The network adapter (ethernet or Homeplug) on the 622/722 receivers will not let you stream, or otherwise transfer, programming to your PC. Connecting the Dish receivers to the network allows you to use some additional features on the receiver. If I'm remembering correctly, those features include Dish on Demand.


----------



## whatchel1 (Jan 11, 2006)

The network is for input of material not output of material. Simply it will allow you to access HD-VOD. It also allows VIP receivers to have access with the other VIP units in your house. You can't access the material on the VIP with a PC. The only way that would be possible would be to have s/w that mimic a VIP. There is none like that available.


----------



## desmo907 (Sep 6, 2007)

whatchel1 said:


> The network is for input of material not output of material. Simply it will allow you to access HD-VOD. It also allows VIP receivers to have access with the other VIP units in your house. You can't access the material on the VIP with a PC. The only way that would be possible would be to have s/w that mimic a VIP. There is none like that available.


Thx, Guess I need to read more about VOD (I assume that is Dish on Demand). Time Warner cable had video channels (mostly prior aired) on demand for free that was pretty cool -- but i accessed them via the receiver. Is this the same thing? And what exactly does 'access' mean? I can access them from the PC but does that mean i view them on the PC or can i also view them on my HD set?


----------



## teetiger (Jan 12, 2008)

I connect to my home network to avoid paying a fee for not having a land line connected to my 622. This is a great option for those of us who only use cell phones. This way I can still check my bill and other options you have when connected to a phone line.


----------



## unr1 (Jul 16, 2005)

you can use DishOnline which has a horrid selection to say the least
and 24 hours rental? wth..

I'm hoping for web scheduling very soon but the news about D* getting it for all their DVR capable units (no network needed)
come on Charlie


----------



## unr1 (Jul 16, 2005)

I'd be more optimistic if the dishonline.com schedule interface was much faster. Makes it very inconvenient at times.


----------



## phrelin (Jan 18, 2007)

desmo907 said:


> I don't watch a lot of TV but I am sure there may be something useful I could do with it
> 
> Thx!


Nothing useful unless you _*can't*_ hook a phone line to your 722 in which case you can save $5 a month. You can struggle to download some old movies and be part of the beta testing for setting your DVR from work or somewhere.

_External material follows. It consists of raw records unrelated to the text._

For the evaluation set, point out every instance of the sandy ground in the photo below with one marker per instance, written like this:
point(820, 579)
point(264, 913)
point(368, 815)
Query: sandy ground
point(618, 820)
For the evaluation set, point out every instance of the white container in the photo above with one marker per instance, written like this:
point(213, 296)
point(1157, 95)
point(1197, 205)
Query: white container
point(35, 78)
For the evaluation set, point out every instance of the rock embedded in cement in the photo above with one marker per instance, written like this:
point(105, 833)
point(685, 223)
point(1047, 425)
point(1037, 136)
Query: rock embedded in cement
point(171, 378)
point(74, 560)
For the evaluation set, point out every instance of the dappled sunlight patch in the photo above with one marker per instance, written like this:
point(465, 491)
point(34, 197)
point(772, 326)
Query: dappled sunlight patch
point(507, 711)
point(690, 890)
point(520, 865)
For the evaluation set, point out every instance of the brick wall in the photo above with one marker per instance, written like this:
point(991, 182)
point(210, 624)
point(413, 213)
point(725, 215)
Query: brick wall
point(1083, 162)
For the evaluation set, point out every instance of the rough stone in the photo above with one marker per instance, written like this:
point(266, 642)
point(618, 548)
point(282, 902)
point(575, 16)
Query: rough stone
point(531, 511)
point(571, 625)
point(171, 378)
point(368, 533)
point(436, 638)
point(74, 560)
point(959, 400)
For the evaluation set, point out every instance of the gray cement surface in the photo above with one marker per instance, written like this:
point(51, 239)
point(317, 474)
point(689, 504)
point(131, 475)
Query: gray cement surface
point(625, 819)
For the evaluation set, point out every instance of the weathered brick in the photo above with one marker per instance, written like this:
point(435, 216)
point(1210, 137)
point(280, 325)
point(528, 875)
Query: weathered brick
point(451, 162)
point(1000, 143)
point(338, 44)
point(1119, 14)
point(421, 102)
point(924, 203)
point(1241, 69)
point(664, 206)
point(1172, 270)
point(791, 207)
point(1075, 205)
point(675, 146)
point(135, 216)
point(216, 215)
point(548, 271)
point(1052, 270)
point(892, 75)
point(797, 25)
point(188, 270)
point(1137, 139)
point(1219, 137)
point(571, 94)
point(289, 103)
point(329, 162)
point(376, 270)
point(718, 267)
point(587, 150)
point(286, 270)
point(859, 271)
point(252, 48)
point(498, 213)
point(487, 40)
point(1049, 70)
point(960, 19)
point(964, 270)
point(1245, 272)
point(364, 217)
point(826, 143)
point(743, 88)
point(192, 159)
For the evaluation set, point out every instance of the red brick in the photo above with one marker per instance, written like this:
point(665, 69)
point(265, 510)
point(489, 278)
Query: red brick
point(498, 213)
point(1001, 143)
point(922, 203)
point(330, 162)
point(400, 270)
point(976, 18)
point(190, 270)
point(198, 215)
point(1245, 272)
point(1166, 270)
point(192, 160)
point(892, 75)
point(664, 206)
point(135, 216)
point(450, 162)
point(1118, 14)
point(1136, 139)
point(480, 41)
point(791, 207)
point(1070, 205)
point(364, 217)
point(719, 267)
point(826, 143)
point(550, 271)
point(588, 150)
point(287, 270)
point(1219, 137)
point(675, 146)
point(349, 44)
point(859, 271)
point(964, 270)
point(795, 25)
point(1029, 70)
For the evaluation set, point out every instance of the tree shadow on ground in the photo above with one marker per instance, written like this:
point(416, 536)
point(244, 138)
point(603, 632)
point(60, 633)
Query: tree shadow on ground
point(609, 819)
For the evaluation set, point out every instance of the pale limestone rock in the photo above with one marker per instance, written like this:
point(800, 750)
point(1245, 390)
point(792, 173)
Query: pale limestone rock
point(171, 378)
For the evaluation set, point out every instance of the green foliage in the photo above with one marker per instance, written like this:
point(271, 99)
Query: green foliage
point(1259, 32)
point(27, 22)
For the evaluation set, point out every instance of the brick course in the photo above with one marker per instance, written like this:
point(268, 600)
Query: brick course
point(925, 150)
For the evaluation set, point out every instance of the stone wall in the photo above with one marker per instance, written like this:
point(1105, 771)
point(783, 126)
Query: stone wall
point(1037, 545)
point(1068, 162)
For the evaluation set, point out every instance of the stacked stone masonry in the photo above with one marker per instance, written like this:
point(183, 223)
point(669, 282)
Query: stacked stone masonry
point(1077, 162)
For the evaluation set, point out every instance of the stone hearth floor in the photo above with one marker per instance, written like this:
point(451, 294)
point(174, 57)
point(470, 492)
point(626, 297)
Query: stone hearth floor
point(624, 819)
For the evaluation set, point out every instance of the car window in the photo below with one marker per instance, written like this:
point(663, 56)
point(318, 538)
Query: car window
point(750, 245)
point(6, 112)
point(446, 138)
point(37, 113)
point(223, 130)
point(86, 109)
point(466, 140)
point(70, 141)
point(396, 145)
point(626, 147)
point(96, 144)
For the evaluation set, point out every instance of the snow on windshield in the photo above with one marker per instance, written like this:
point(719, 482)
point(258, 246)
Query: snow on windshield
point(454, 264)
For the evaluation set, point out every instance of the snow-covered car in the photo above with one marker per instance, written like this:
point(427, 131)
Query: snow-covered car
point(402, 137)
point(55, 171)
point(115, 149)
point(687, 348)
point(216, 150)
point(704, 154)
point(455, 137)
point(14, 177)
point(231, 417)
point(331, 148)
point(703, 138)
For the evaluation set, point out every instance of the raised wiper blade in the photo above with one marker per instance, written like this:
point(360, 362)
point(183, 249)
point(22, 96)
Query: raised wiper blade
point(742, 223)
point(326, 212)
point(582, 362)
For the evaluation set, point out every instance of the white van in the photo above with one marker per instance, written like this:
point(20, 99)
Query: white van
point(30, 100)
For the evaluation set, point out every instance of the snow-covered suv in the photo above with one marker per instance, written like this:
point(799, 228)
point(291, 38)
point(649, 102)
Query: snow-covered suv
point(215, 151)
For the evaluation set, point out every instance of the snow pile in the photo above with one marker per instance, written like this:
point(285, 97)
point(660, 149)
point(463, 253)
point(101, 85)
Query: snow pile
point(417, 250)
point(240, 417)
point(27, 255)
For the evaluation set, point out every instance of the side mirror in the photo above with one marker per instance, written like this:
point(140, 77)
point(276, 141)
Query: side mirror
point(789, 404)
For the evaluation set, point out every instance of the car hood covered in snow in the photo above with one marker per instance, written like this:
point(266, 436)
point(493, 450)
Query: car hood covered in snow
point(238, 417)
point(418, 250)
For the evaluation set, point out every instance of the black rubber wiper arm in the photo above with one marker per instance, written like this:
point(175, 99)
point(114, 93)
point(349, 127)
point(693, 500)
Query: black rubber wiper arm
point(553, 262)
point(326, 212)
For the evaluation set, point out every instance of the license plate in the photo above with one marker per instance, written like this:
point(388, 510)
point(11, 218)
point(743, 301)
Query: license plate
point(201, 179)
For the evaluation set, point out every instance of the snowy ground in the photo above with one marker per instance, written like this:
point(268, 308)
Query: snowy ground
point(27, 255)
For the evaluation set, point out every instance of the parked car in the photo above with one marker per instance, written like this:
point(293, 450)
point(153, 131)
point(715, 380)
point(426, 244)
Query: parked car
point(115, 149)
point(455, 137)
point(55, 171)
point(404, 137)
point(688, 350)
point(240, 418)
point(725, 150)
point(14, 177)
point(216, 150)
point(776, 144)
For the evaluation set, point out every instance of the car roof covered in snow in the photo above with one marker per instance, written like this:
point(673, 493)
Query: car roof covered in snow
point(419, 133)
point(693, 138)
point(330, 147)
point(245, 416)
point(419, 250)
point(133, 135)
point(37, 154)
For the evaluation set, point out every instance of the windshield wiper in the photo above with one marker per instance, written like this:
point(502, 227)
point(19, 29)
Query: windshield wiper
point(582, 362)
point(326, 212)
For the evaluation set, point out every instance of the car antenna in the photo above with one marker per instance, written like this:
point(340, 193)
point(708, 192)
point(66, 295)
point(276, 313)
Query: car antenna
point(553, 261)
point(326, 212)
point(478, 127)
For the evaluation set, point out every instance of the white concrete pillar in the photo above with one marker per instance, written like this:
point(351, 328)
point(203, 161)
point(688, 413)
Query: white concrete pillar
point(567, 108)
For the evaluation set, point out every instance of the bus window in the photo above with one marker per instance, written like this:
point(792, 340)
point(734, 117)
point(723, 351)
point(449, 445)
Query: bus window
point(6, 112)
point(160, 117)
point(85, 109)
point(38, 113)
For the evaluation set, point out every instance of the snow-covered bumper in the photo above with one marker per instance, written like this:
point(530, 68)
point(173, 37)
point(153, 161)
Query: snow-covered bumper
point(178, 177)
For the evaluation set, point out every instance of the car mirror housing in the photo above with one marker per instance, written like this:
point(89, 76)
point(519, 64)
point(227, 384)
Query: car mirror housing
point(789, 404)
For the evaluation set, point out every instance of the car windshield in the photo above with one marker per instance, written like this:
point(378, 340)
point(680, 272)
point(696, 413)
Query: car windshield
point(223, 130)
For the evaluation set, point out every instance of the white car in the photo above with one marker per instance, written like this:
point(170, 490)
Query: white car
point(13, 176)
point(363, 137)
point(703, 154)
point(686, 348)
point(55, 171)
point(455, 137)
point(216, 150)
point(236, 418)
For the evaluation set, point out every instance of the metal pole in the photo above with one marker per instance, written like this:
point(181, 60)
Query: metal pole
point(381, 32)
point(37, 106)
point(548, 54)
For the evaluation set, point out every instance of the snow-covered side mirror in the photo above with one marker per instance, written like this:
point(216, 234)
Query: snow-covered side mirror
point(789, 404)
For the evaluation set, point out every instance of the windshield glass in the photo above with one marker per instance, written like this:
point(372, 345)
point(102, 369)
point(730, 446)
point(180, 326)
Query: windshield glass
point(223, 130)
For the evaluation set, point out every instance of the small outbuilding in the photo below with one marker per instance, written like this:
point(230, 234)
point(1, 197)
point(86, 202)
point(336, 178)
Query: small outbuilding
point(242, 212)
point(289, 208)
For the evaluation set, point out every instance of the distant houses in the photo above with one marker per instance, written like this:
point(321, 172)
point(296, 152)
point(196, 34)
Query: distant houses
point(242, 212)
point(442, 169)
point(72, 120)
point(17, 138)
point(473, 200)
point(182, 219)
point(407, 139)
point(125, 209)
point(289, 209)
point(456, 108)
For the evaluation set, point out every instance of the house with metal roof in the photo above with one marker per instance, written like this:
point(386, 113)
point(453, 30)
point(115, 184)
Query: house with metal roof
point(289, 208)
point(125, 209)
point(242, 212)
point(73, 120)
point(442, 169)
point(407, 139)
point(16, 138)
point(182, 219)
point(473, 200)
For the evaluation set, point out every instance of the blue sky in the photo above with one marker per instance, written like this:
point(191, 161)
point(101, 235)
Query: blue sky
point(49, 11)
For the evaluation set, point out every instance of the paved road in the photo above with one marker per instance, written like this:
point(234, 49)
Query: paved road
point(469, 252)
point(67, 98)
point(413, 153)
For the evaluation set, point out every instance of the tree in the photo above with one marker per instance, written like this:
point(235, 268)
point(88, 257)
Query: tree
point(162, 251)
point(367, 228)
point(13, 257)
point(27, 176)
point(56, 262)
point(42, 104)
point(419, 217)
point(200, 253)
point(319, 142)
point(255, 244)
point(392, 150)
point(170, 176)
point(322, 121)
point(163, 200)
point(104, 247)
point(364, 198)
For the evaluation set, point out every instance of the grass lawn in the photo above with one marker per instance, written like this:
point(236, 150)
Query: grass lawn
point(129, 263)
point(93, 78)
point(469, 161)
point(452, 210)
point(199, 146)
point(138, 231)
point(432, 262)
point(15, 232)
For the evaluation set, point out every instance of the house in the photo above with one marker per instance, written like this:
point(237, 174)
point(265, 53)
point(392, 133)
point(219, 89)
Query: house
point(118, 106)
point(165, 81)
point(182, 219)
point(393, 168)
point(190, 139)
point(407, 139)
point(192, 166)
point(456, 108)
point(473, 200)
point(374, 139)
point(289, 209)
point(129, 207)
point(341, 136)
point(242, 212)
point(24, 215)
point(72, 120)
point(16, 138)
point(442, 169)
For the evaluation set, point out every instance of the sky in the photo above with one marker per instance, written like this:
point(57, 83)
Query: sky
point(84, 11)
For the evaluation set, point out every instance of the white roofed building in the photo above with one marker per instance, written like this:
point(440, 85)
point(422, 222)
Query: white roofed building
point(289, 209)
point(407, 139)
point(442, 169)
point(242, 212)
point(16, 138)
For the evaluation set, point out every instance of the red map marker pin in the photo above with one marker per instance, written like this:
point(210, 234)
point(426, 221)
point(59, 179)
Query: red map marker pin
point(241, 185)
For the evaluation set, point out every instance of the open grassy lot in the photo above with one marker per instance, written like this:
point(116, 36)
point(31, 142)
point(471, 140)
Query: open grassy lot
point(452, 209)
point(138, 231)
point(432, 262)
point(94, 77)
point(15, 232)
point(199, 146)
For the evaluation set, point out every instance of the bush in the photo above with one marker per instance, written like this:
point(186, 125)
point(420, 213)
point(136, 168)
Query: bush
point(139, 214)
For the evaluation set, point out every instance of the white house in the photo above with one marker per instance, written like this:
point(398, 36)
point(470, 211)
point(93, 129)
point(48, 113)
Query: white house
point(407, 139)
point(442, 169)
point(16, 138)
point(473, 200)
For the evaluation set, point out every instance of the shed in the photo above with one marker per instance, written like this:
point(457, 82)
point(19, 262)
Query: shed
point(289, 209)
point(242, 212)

It _*appears*_ that Echostar has plans for some method of streaming premium online programming, but that's the full statement as of now. In other words, that function is still vaporware.


----------



## j_dish (Jan 14, 2008)

whatchel1 said:


> The network is for input of material not output of material. Simply it will allow you to access HD-VOD. It also allows VIP receivers to have access with the other VIP units in your house. You can't access the material on the VIP with a PC. The only way that would be possible would be to have s/w that mimic a VIP. There is none like that available.


whatchel, do you have more info on how to setup the VIP receivers to see each others content? i have a VIP 722 and 622, both on my home network and would love to view the content from either receiver. Thanks


----------



## ChuckA (Feb 7, 2006)

You can't do that. I think he was refering to DishCOMM which is a facility to share a phone line with another receiver. And that is done thru the powerline not the broadband connection. That's the extent of sharing between receivers without using an External HDD.


----------



## j_dish (Jan 14, 2008)

ChuckA,

Thanks


----------



## P Smith (Jul 25, 2002)

j_dish said:


> whatchel, do you have more info on how to setup the VIP receivers to see each others content? i have a VIP 722 and 622, both on my home network and would love to view the content from either receiver. Thanks


No way to do it now !


----------